アンナハーレントの著作に"Eichmann in Jerusalem: A Report on the Banality of Evil"がある。これはナチスの親衛隊隊長のアイヒマンの裁判を傍聴したアンナハーレントの記録である。その中で彼女はこう語っている。「アイヒマンは悪人でも狂人でもない、彼の罪はまったく思考していないこと、思考を放棄しその組織の歯車になることでホロコーストに加担した。それが彼があの時代の最大の犯罪者の一人になる素因だ」彼女はこの現象を悪の陳腐さ(あるいは凡庸さ)the banality of evilと名づけたが、悪は悪人が作り出すのではなく、思考停止の凡人が作る。悪とはシステムを無批判に受け入れることである。
まだまだスポーツの世界は暴力や支配的構造が見られるが、それは監督や顧問をどうにかしろといった問題ではなく、そこに集まるひとりびとりの問題でもある。そこにある権力的構造を容認すると言うことはその力による支配を受け入れると言うことだ。上級生が下級生よりも力を持ち、時には下級生はその上級生の理不尽な要求に我慢しなければならないと言うのはその権力構造の延長である。格闘技ではケガをしたりさせたりするのが当たり前、なぐられたのはお前を強くするためだとか本人が納得してたらいいと未だそういうことを言う奇特な人間が存在する。さらにそういう群集心理が歪むと自分もやられたから問題ない、よくあることだ、我慢しろ的なことを無神経にも言うが、はっきり言って世の中では暴力をふるえば犯罪だ、こういう狭い世界で生きると物事を一般化して考えることができない、常に自分たちの都合で解釈する、そういう人間が集まると暴力が容認され、理不尽なことがまかり通る。

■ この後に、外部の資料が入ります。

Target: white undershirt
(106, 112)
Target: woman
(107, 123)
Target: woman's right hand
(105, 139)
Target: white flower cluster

クラブやジムで暴力や不公平がおこらないためにもひとりびとりが考えて行動する必要がある。正しいものさしをひとりびとりがもたなくてはならないと言うことだ。そして客観的に、広く深く物事を考える。その考える力を養うため勉強する必要がある。はっきり言って強豪と呼ばれる運動クラブは勉強させる暇がない程練習するので勉強がおろそかになりがちだが、こういう習慣になれてしまうとそのスポーツ以外は何も考えずに没頭することが正しいこととされ、その権威主義の歯車となってしまう。スポーツは誰もが競技する権利があって、人権を侵害されてまでするものではない。同じスポーツをする共同体なのだから、そこでは誰もが権利を軽んじられることなく平等に楽しんで競技したらいいだけのこと、そこで我々はスポーツをする権利があるのだ。暴力や不平等を生み出さないためにもひとりびとりが考える力を養い、自由に行動することが必要である。アイヒマン裁判は特別なことではなく、我々が陥りやすい人間の弱さ、愚かさの象徴である。人間は愚かで弱い、愚かで弱く脆いからこそ考える力を養い間違った虚像をもたない、自分だけの正義ではない、普遍的な正しさを求めて行動することは大事なことである。

参考文献
Hannah Arendt ,Eichmann in Jerusalem: A Report on the Banality of Evil.